Santa Cândida

Decepcionante!

Ter uma casa própria, um lugar para chamar de lar e não dever nada para ninguém. É o sonho de muita gente. A vendedora Valentina Lavin, 37 anos, partilha deste pensamento. Morando de aluguel com o marido desde 2012, não vê a hora de ter a própria residência. Inscrita na fila da Cohab, há alguns anos comemorou a convocação por meio de uma parceria com o programa Minha Casa Minha Vida, do governo federal.

Foto: Felipe Rosa.
Orçamento incerto: quem comprou no Cedros está se apertando com o aluguel ou morando de favor. Foto: Felipe Rosa.

Foi informada de que poderia adquirir um apartamento no bairro Santa Cândida, no Residencial Cedros. Um projeto bonito, com área de mata ao redor e espaço para a família. No entanto, a comemoração acabou dando lugar à decepção. Com a promessa de que receberia as chaves até agosto de 2015, amarga – até agora, uma espera que parece não ter fim.

De lá para cá, a data de entrega já foi alterada por, no mínimo, quatro vezes. “Em um primeiro momento alegaram problemas com o dono do terreno e prometeram tudo resolvido até agosto. Infelizmente, a promessa não foi cumprida. Garantiram, então, para fevereiro. Depois, para maio. E aí, prorrogaram para junho. Já estamos em outubro e, agora, garantem que tudo estará pronto e entregue até o dia 15 de novembro. Eu só acredito vendo”, explica.

Foto: Felipe Rosa.
Nas obras do Cedros, muitas vezes, nem operários têm trabalhado. Foto: Felipe Rosa.

Assim como ela, dezenas de pessoas, frustradas, entraram na Justiça e exigiram providências. “O que conseguimos, por enquanto, foi a suspensão da cobrança dos juros de obra. É um valor pago por mês e que varia de acordo com o financiamento de cada morador. Tem gente que estava pagando R$ 400, outros R$ 500… Só que, com obra atrasada desse jeito, não dá pra ficar pagando pelo erros dos outros”, desabafa a vendedora, que já desembolsa cerca de R$ 600 com o aluguel mensalmente.

Apelo judicial

Mais de 100 famílias que aguardam a liberação do imóvel no Residencial Cedros são representadas pelo advogado Daniel Fernando Pastre – no total, o empreendimento conta com 544 apartamentos. A construtora responsável é a FMM. “Primeiro justificaram o atraso com as chuvas.
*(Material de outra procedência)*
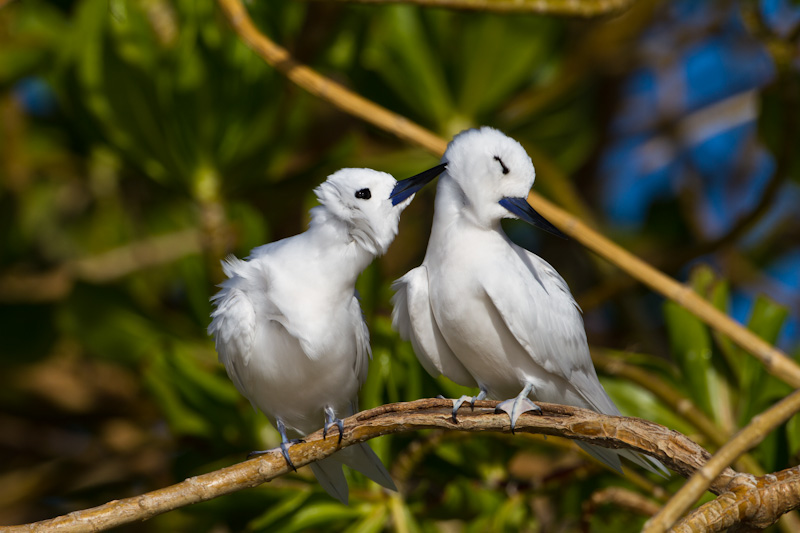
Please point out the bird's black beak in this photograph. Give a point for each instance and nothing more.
(521, 208)
(409, 186)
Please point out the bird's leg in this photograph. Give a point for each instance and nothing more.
(515, 407)
(481, 396)
(330, 420)
(284, 441)
(472, 399)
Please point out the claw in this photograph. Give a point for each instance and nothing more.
(456, 405)
(285, 452)
(472, 399)
(330, 420)
(515, 407)
(284, 441)
(481, 396)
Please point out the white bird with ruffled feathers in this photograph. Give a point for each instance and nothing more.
(288, 324)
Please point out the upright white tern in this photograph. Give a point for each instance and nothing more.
(288, 324)
(485, 312)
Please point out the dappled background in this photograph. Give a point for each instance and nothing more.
(141, 141)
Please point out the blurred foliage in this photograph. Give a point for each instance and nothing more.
(124, 121)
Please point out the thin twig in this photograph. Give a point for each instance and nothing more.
(564, 8)
(774, 360)
(325, 88)
(624, 499)
(673, 449)
(748, 437)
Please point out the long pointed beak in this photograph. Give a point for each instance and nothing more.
(409, 186)
(521, 208)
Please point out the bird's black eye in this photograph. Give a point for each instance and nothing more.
(502, 165)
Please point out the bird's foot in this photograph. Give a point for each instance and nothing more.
(471, 399)
(332, 420)
(515, 407)
(284, 451)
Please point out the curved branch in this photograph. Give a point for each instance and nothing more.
(568, 8)
(757, 504)
(774, 360)
(324, 88)
(748, 437)
(673, 449)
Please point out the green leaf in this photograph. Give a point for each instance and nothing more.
(372, 522)
(401, 54)
(691, 348)
(322, 514)
(286, 506)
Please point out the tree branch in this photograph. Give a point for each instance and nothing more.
(774, 360)
(756, 504)
(749, 436)
(567, 8)
(673, 449)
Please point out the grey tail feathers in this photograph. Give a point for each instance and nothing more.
(358, 457)
(329, 474)
(611, 457)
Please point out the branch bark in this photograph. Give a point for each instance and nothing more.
(676, 451)
(748, 437)
(757, 503)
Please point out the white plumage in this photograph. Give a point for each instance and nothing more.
(487, 313)
(288, 325)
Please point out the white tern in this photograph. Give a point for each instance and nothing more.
(288, 325)
(485, 312)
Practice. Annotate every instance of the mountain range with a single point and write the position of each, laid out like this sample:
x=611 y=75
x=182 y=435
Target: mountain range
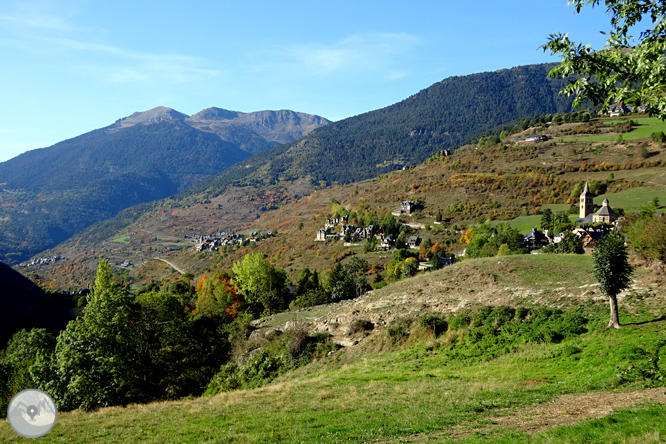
x=49 y=194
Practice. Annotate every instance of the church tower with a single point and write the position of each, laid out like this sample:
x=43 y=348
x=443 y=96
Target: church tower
x=586 y=205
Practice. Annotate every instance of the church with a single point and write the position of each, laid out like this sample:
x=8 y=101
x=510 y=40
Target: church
x=605 y=214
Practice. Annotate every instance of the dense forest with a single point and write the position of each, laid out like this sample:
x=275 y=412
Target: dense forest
x=443 y=116
x=48 y=195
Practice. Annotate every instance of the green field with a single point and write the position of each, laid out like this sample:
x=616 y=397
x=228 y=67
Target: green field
x=646 y=126
x=406 y=395
x=122 y=240
x=414 y=387
x=629 y=200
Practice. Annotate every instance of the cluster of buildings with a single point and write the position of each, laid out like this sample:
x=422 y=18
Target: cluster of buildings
x=619 y=110
x=40 y=261
x=357 y=233
x=586 y=232
x=213 y=242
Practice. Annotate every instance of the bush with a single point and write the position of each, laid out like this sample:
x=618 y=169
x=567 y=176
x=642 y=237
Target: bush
x=288 y=351
x=436 y=323
x=398 y=329
x=311 y=298
x=459 y=321
x=361 y=325
x=658 y=137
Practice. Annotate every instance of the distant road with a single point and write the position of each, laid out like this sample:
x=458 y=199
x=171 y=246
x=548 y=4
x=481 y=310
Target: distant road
x=170 y=264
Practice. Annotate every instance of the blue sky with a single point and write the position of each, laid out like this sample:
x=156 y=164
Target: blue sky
x=68 y=67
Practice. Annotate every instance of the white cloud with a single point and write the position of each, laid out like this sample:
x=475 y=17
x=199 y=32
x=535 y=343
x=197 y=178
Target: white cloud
x=53 y=38
x=377 y=53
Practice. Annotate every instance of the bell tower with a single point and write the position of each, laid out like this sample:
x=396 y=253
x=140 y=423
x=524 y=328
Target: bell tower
x=586 y=205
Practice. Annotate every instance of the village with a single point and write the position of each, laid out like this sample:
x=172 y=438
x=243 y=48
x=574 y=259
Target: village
x=589 y=228
x=213 y=242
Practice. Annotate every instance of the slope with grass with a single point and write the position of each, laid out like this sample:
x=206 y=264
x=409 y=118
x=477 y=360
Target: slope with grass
x=511 y=181
x=409 y=385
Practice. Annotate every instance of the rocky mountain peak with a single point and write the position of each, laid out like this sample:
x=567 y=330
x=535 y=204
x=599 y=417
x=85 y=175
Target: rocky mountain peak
x=155 y=115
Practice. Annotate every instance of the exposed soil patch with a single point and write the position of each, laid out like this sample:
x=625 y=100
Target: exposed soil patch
x=564 y=410
x=572 y=409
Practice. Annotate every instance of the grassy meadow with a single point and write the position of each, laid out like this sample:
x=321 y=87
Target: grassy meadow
x=645 y=127
x=404 y=384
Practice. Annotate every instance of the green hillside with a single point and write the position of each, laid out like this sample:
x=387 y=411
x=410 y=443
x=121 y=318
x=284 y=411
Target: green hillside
x=50 y=194
x=540 y=367
x=443 y=116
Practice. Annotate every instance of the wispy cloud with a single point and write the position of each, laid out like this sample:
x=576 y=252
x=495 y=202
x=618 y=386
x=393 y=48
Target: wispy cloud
x=360 y=53
x=30 y=30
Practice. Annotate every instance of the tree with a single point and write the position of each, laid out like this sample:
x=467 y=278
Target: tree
x=97 y=359
x=259 y=282
x=547 y=220
x=627 y=70
x=611 y=268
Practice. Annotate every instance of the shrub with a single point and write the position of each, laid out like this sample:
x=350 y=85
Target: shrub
x=361 y=325
x=459 y=321
x=398 y=329
x=658 y=137
x=434 y=322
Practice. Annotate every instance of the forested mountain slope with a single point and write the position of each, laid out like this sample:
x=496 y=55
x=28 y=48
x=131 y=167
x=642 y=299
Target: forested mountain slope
x=49 y=194
x=442 y=116
x=24 y=305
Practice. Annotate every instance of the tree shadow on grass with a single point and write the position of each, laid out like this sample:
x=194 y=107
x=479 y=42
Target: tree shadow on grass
x=659 y=319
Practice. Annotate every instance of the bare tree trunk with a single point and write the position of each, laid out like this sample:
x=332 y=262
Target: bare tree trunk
x=615 y=319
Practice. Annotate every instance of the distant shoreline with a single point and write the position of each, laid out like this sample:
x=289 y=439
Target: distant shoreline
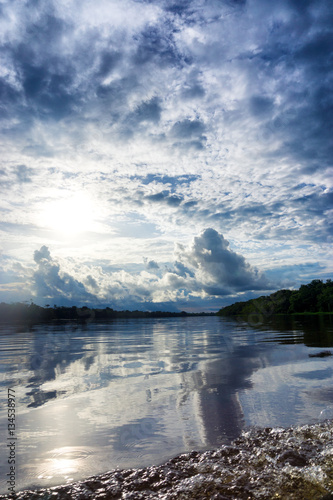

Depois, alegaram problemas com mão d -obra. Só que o problema vem se arrastando há mais de um ano”, comenta o defensor.

Com ações já protocoladas, os proprietários aguardam decisões favoráveis na Justiça. “Uma decisão liminar aponta a Caixa Econômica Federal como responsável também, já que atua vinculada com o programa social da União, além de atuar como agente financeiro. A Caixa deveria ter monitorado a obra e, confirmando os primeiros indícios de atraso, substituído a construtora”, aponta o advogado.

Além da entrega dos apartamentos, as pessoas pedem a devolução dos juros já pagos, indenização por dano material e indenização pela impossibilidade de uso do imóvel. “Sem falar que muita gente chegou a comprar móveis ou mandou fazer, achando que poderia se mudar logo. Outras pessoas se casaram esperando vir para o novo lar e tiveram os planos frustrados. Há quem precisou prorrogar o contrato de aluguel em outro imóvel e tem, também, gente que precisou morar de favor por causa do imprevisto”, explica o advogado.

Foto: Felipe Rosa.
Prejudicados pedem ressarcimentos pelos atrasos. Foto: Felipe Rosa.

Crise afetou construtora

A informação é de que a FMM entrou em processo de recuperação judicial, devido à crise econômica. A reportagem ligou diversas vezes para a construtora, mas nenhum responsável foi localizado.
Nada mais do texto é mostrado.